Goal, Purpose, and Structure
In this work, an attempt to aggregate and systemize the findings of the academic literature on the topic of the application of machine learning to financial time series has been made. The author has tried to answer the research question: What are the current status, trends, and robustness of the research results on the usage of machine learning techniques for the forecasting of financial time series? By answering this question, the thesis seeks to review and classify the different approaches and to provide well-structured information that can help practitioners working with financial time series to choose an effective machine learning model design.

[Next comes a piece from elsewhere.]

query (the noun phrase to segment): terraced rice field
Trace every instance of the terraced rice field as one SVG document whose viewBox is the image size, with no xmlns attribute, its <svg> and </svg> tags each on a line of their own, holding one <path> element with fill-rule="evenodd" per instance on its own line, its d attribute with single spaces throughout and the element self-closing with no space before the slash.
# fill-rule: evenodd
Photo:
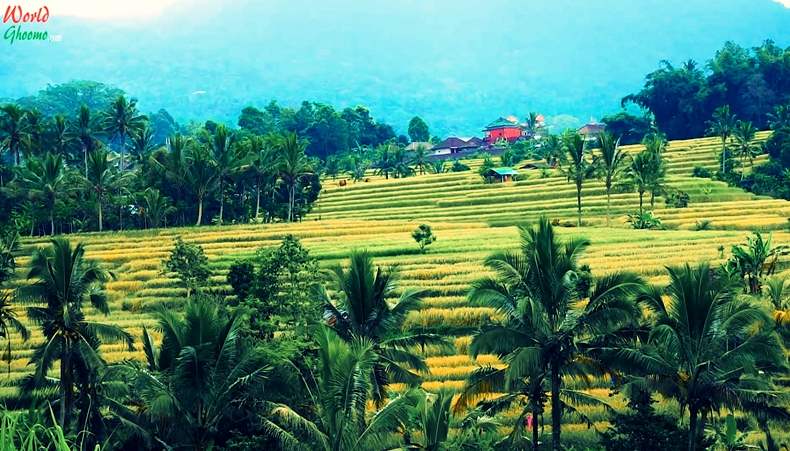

To reach this goal, the following strategy has been chosen: first, to describe current findings from the academic literature, exploring current usage of machine learning techniques by researchers and financial institutions (if this information is available); second, to compare results and identify trends over time; and finally to provide recommendations and suggestions based on these findings, where possible. The work includes a survey of the academic literature, focusing on the four main groups of models used for the prediction of financial time series—neural networks, support vector machines, nearest neighbors, and hybrid/evolutionary methods—and on all the subsequent steps required to build a model based on machine learning techniques. By this research the author is contributing to the current state of knowledge in the field because the survey includes a time period that has never before been covered in any relevant sources. Moreover, only a few surveys dedicated to this topic have ever been published.

The thesis shows what kinds of algorithms, input data, time intervals, financial instruments, etc. have been used and what the results were. A critical view on the validity of the results based on how they were achieved is provided, where possible.